Quartile rating: 8/10 · 1 rating
A classic of the silent age, this film tells the story of the doomed but ultimately canonized 15th-century teenage warrior. On trial for claiming she'd spoken to God, Jeanne d'Arc is subjected to inhumane treatment and scare tactics at the hands of church court officials. Initially bullied into changing her story, Jeanne eventually opts for what she sees as the truth. Her punishment, a famously brutal execution, earns her perpetual martyrdom.

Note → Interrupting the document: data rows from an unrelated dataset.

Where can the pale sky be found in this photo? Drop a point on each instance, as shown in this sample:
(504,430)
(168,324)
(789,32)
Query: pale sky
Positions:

Dreyer's masterpiece is defined above all by its extraordinary cinematography — relentless extreme close-ups of Renée Jeanne Falconetti's face constitute one of the most radical and emotionally devastating visual strategies in film history. Falconetti's performance is widely considered among the greatest ever captured on screen, achieving an almost unbearable intensity through pure expression. Novelty remains very high: no film before or since has used the human face so exclusively and so devastatingly as its primary dramatic instrument, giving it a singular, unmistakable identity in cinema. The plot is necessarily constrained by its historical subject and courtroom structure — functional and dignified but not inventive in itself, earning a solid but not exceptional mark. The ending, while historically determined and powerfully rendered, follows an expected trajectory toward martyrdom that limits its dramatic surprise, keeping it at a competent rather than exceptional level.